March Madness for us takes on a new meaning (an aside for basketball fans, we are excited to welcome Kim English, Mason’s new Men’s Basketball coach). Researchers are busy, with preparations for the Undergraduate Research Colloquium (URC), Three Minute Thesis (3MT) competition, and various semester research presentations, and thesis defenses are well underway. These activities give me, and all of us, the chance to experience how our students are interpreting their learnings and offer an opportunity to test their problem solving and critical thinking skills. Please consider volunteering to judge our URC or pop in to one or more of these virtual sessions to offer feedback, confirm methods and understanding, and expand your own knowledge of subjects of interest.
With the change of season, comes new opportunities to engage within our Mason Science community. Mark your calendars for the following events. Join us to cheer on ESP graduate students, Fiorella Briceno and Chase LaDue, and Physics graduate student, Ryan Mays in Mason’s annual 3MT® Final Round. These students will compete for cash prizes at the Mason Graduate Interdisciplinary Conference on Friday, April 9th via Zoom.
Where will you be on Wednesday afternoon, April 21 from 1-3pm? Hopefully at the College of Science Undergraduate Research Colloquium. The College and its STEM Accelerator ask you to encourage your researchers to submit their URC abstracts before March 31 with posters due in mid-April. A reminder, all students engaged in undergraduate research at any level in any academic unit within the College of Science are encouraged to participate in this annual event.
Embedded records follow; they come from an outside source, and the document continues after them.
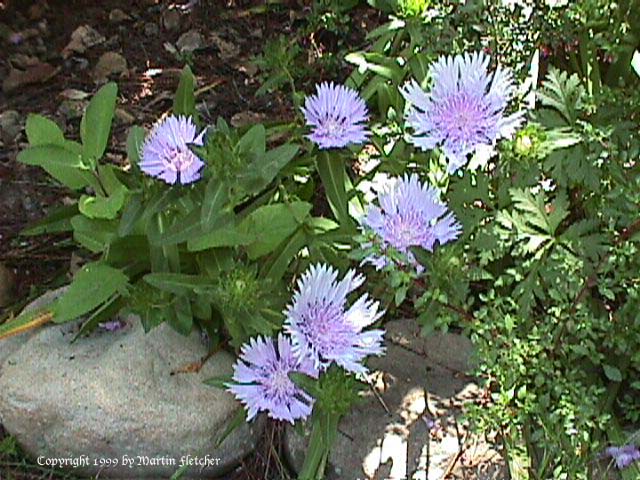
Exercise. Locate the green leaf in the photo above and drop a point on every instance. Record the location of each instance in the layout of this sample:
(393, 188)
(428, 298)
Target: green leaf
(180, 317)
(93, 285)
(227, 236)
(103, 207)
(96, 123)
(131, 215)
(254, 141)
(216, 195)
(58, 220)
(332, 173)
(61, 163)
(184, 102)
(287, 252)
(42, 131)
(377, 63)
(135, 140)
(219, 381)
(562, 92)
(272, 224)
(635, 62)
(94, 234)
(612, 373)
(103, 314)
(178, 283)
This Gather.town virtual conference, open to all Mason students, staff, and faculty, will feature a student poster session and awards, including overall, category, and student’s choice awards. Presentations will be judged in four categories Life Sciences, Physical Sciences, Earth Sciences and STEM Learning & Education.
Mason faculty, research staff, and graduate students are invited to be judges for this event. Judging will occur during the poster session from 1-3pm. More details will be shared with the judges before the event. If you are interested, please email email@example.com.
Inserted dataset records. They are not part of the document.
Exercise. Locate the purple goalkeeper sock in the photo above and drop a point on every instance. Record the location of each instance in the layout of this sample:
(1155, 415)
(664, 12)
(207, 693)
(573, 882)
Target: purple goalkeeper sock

I was just telling a group of students the other day that the ability to teach and continue my research on an ongoing basis while serving as our college’s dean is so important to me. Through participating in sessions like these in the past, I’ve learned new approaches or ideas from others that have taken my research endeavors in new directions. Perhaps you will find similar inspiration.
Or, fast-forward a month, seeing yourself bursting with pride as you observe your students outside of their comfort zones, submitting their first abstract or confirming their research direction (all because a caring faculty member suggested they give it a try, because they had good ideas that should be explored and shared). Demonstrating this active and engaged research mentorship is so important. Which students will you encourage to participate?
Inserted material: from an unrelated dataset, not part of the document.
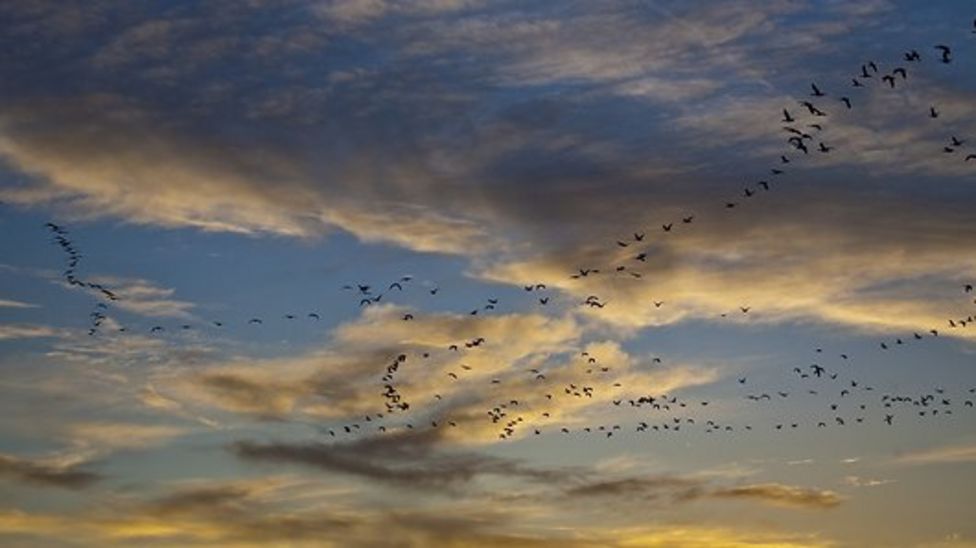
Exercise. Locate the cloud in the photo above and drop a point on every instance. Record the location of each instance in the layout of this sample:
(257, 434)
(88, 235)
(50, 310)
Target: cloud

Speaking of you…since the university’s Spring into Well-Being month began this week, I would be remiss if I didn’t encourage you each to also take time this spring for yourself. Participate in some of these research and wellness activities to find ways to nurture and restore your scientific soul. As we breathe in that fresh spring air, seasonal allergies notwithstanding, we can find great inspiration, relaxation, and fortification. Spring is here.